「折り紙展開」とは、半分や1/4に折った紙の一部を切って開くとどのような形ができるかを問うタイプの問題です。保育園や幼稚園で七夕飾りを作る時に「折り紙を折って切って開く」という活動をしているお子さまもいますが、展開した形をイメージして制作をするのではなく、偶発的にできる形を楽しむことがほとんどです。展開図をイメージするのが苦手お子さまが多く、小学校受験の中でも難易度が高くなっています。そのため、他の受験生と差をつけるためにも、しっかりと折り紙展開の学習をしておくことが大切です。
【小学校受験】折り紙展開の出題意図は?
「折り紙展開」は、経験の豊かさ、空間認識力、思考力などが評価されています。
経験の豊かさがあるか
小学校受験で折り紙を扱った問題が多いのは、生活経験に即した課題だからです。実際に折り紙を折って切って開く活動を保育園・幼稚園やご家庭でしたことがあるお子さまなら、「折り紙展開」の問題も解きやすいでしょう。折り紙での制作活動は指先を使うので、脳の発達にもよいと言われています。
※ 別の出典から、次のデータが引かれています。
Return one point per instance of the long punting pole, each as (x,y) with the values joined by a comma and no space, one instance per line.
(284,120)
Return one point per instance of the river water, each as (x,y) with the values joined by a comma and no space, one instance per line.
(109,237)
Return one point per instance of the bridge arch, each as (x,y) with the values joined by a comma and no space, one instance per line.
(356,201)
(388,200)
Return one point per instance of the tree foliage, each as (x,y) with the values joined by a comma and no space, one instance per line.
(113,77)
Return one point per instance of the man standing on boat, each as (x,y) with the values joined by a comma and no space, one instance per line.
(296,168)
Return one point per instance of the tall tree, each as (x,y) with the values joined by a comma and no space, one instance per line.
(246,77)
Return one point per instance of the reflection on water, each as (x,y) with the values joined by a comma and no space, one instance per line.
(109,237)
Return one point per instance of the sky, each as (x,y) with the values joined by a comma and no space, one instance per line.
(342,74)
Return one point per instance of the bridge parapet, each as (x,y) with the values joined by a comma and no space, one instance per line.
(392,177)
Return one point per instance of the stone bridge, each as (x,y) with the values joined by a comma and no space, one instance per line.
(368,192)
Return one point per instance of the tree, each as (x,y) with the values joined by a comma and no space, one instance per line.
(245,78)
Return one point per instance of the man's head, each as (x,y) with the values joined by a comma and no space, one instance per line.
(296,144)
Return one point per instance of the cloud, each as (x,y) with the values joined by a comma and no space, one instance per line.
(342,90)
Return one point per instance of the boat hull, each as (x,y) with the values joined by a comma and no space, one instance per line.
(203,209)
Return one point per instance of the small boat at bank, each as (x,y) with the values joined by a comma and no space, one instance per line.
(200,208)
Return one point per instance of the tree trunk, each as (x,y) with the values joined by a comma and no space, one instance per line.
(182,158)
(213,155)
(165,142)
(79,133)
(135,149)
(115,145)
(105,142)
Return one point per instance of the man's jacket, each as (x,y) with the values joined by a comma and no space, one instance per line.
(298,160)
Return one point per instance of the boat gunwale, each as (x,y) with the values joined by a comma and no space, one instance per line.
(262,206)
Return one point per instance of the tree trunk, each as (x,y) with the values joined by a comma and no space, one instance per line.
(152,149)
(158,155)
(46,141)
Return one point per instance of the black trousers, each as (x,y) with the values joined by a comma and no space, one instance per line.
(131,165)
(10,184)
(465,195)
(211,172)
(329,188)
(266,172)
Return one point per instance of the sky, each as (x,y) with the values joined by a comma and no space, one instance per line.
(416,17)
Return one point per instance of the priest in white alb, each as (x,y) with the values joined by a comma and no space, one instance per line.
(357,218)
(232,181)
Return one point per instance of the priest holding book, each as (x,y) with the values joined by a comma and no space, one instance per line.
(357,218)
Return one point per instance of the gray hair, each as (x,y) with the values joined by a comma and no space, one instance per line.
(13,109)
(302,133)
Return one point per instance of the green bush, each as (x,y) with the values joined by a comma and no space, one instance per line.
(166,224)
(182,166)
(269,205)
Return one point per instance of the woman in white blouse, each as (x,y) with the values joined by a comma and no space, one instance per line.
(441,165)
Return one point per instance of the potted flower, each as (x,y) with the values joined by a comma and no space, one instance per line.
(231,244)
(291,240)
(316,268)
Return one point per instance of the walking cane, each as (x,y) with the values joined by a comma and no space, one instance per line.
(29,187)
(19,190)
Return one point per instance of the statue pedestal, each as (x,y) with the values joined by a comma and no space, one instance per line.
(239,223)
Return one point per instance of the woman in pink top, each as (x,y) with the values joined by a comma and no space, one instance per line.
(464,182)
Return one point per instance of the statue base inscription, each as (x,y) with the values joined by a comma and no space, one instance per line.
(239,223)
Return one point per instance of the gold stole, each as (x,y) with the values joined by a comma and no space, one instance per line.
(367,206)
普段の生活の中でも、実際に折り紙を使って様々な制作を行うのがおすすめです。
空間認識力があるか
「空間認識力」とは、ものの位置関係や形、向きなどを認知する力のことです。折り紙を展開した様子を頭の中でイメージするには、高い空間認識力と思考力が必要になります。空間認識力は、折り紙展開だけでなく、図形や推理、運動考査などの様々な場面で必要な力です。空間認識力を高めることは受験を有利に進める上で重要ですので、地道に鍛えるようにしましょう。
思考力があるか
「折り紙展開」の問題では、論理的に推理する力も大切です。例えば、「左側に丸が2つあるから、折り紙を広げた時に右側にも丸が2つあるはず」のように、論理的に推理しなければいけません。感覚的な理解も大切ですが、論理的に考える習慣をつけるようにしましょう。
【小学校受験】折り紙展開の出題方法は?
「折り紙展開」の問題は、基本的にペーパーテストで出題されます。
ペーパーテスト
ペーパーテストでは、折り紙を切ったイラストが示されて、開いたらどのような形になるかを答えさせる問題がほとんどです。解答方法は、択一問題になっていて、3つから5つの選択肢の中から選ぶことが多くなっています。
【小学校受験】折り紙展開の出題内容は?
「折り紙展開」の出題内容にはいくつかの種類がありますが、降り方で分類すると次のようになります。
四角折り
折り紙を長方形になるように半分に折ってから切る問題です。「四角折り」の問題では、左右に開くパターンで出題されることが多くなっています。左右に反転した形をイメージできるようにトレーニングをしましょう。
三角折り
折り紙を三角形になるように半分に折ってから切る問題です。「三角折り」の問題では、上下の向きや左右の向き、斜めの向きで出題されることがあります。「三角折り」の問題は、「四角折り」よりも難易度が高くなっています。
二度折り
「四角折り」または「三角折り」を2回してから切るパターンの問題です。1回折って切るよりも展開した所をイメージしにくいので、折り紙を実際に使ってイメージできるようにしましょう。解き方を身につけたり、繰り返し問題を解いたりして、しっかりと対策しておくことが望まれます。
【小学校受験】折り紙展開の解き方は?
「折り紙展開」の問題は、頭の中で折り紙を切ったり展開したりした形をイメージしないといけないため、空間認知力の高さが重要です。折り紙を展開した形がイメージできるように、折り紙を切って開く経験をたくさんさせてあげましょう。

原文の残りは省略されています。